Mas a grande surpresa estava por vir. Desconfiada, decidimos fazer um teste de glicemia com um monitor contínuo de glicose após tomar uma dose do produto. Se você não está familiarizado com isso, trata-se de um aparelho que monitora o açúcar no sangue, bastante usado por quem tem diabetes.
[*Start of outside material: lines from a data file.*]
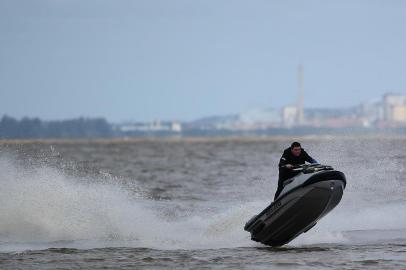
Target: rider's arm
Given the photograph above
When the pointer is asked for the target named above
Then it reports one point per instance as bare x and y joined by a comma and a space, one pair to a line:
309, 158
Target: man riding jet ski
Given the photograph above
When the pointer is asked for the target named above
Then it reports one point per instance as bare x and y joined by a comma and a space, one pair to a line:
308, 194
294, 155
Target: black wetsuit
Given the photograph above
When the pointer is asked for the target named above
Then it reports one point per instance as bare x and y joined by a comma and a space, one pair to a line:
289, 158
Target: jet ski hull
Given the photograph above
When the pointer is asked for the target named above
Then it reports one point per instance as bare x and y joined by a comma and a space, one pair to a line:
297, 211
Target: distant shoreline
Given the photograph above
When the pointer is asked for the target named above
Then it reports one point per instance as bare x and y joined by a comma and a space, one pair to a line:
206, 139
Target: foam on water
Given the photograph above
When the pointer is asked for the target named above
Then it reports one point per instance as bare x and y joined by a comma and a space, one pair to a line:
42, 207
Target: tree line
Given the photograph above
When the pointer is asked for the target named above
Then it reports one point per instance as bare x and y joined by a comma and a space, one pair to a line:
28, 128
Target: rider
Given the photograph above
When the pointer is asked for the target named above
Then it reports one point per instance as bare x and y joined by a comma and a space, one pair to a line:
294, 155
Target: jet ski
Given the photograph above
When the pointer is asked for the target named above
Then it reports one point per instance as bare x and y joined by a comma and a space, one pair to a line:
305, 198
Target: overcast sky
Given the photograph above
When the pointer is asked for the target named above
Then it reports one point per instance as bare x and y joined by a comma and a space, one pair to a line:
172, 59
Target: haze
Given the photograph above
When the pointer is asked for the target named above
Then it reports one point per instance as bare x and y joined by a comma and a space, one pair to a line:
181, 60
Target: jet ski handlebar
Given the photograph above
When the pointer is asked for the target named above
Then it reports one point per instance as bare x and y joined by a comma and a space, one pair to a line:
309, 168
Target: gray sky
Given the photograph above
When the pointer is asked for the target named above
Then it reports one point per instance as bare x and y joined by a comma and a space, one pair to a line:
145, 60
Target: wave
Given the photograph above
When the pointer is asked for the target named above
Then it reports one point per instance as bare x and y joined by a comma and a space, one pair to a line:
41, 207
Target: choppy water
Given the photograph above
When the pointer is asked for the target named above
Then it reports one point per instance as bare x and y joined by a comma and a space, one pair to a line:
182, 204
Esse tipo de teste demonstra a resposta glicêmica do corpo ao ingerirmos determinado alimento.
A partir dos valores do teste é possível identificar facilmente a presença de carboidratos como açúcares e amido nos alimentos, pois eles impactam a glicemia de forma intensa, ao contrário das proteínas e das gorduras.
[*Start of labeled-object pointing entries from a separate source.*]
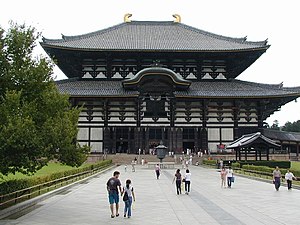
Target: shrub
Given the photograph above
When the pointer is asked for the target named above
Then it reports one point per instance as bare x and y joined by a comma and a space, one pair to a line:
272, 163
13, 185
236, 165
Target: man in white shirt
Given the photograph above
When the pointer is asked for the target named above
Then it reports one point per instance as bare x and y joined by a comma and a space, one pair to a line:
289, 176
229, 177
O gráfico da esquerda mostra estabilidade após o consumo de um whey verdadeiro. O da direita é o registro do que ocorreu nos testes com o produto suspeito: o primeiro deles foi misturando o pó com leite, e resultou em 172 mg/dl — um valor bem alto.
Assim que a glicemia baixou, realizamos outro teste, dessa vez consumindo o pó diluído apenas em água. Em poucos minutos o valor chegou a 190! A seta apontando para cima mostra que a glicemia está subindo rapidamente. Esse resultado ainda maior sugere que o leite usado no primeiro teste minimizou levemente o impacto pois, apesar de conter um pouco de açúcar na forma de lactose, a proteína e a gordura retardam o esvaziamento do estômago.
190 mg/dl é um valor compatível com amido puro, não com proteína em pó.
Além da medida do impacto glicêmico, fiquei curiosa para saber o que ocorreria em um teste qualitativo com solução de iodo, comparando o produto suspeito com um whey protein autêntico. Embora esse teste caseiro não seja um método padronizado, pois não conta com os controles de um laboratório, é sabido que o iodo reage com amido, resultando em uma coloração azul-escura intensa. E, pela lista de ingredientes declarada no rótulo, o beef protein não deveria ter amido.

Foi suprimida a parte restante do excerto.